仮説実験授業は、問題、予想、集計、理由の発表、討論、予想変更、実験、実験結果といった流れで進む。
まず問題が出される。たとえば「はかりの上に水と食塩が乗っている。その後、食塩を水に入れて完全に溶かすと重さはどうなるでしょう? ア)増える イ)減る ウ)変わらない」といったように。
この時点で生徒たちはまず答えを予想する。相談はしない。で、答えを集計して公開する。
次になぜそうおもったのかを発表する。このとき、少数派から発表する。多数派が先に理由を言ってしまうと、少数派が自分の意見を言いづらくなるからだ。発表する人は挙手で名乗り出ることもあれば、教師が指名することもある。理由はなんでもいい。「こっちのほうがおもしろいから」でも「なんとなく」でもいい。
次に討論。「○○君はこう言ったけど、✕✕だからちがうとおもいます」など、意見、反論、補足などをおこなう。
仮説実験授業では予想変更も認められている。他人の意見を聞いて予想を変えてもいい。再度予想をして、集計する。
そして実験。かんたんな実験であれば生徒がそれぞれ手元でおこなうこともあるし、教師がみんなの前でおこなうこともある。実験・観測ができないもの(原子がどうつながっているかなど)は答えを発表する。
そして結果。予想が当たっていたか、感じたこと、疑問におもったことなどを書く。ただしこれは実験の結果であって、この時点では結論や普遍的な法則などは導きださない。なぜその結果になったのかの解説がないことも多い。
終われば次の問題。これを何回、何十回とくりかえす。『ものとその重さ』であれば、条件を変えた問題が次々に出題される。
当時はわからなかったが、今にしておもうとこの仕組みは実によくできている。
仮説実験授業は、考えるための授業である。誰もが考えることを要求される。予想、討論、予想変更。どの時点でも考える。実験結果が明らかになっても、結論や法則が伝えられないのもいい。わからないものはわからないままにしておく。だから考える。
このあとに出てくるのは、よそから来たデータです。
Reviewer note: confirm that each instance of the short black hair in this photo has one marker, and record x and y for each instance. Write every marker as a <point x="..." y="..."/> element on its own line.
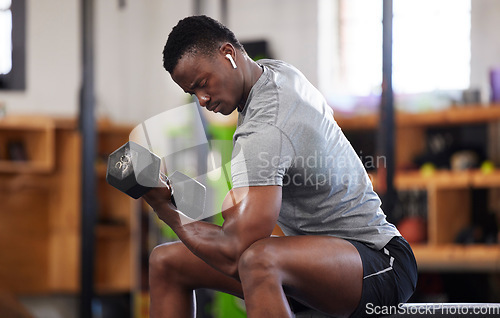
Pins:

全員参加なのもいい。予想は全員が手を挙げるし、理由の説明も求められる。うまく言葉にできない子は「なんとなく」でもいいが、とにかく参加することが要求される。
仮説実験授業では、活躍する子が他の授業とはちがった。正解をたくさん知っている子ではなく、間違っていても自分の意見を言える子や、場を盛り上げられる子が活躍する。むしろ間違いは討論を盛り上げるために必要不可欠だ。満場一致ではおもしろくない。仮説実験授業でいちばん盛り上がるのは「少数派の予想が当たっていたとき」だ。
ぼくが五年生のときのクラスには知的障害児がいた。五年生にもなると勉強がむずかしくなるので、算数のときなどは彼は特別学級に行っていた。けれど仮説実験授業には彼も参加していた。そして学年最後の文集で彼は「かせつじっけんがおもしろかった」と書いていた。選択肢の中から選ぶクイズのようなものなので、誰でも参加できるのだ。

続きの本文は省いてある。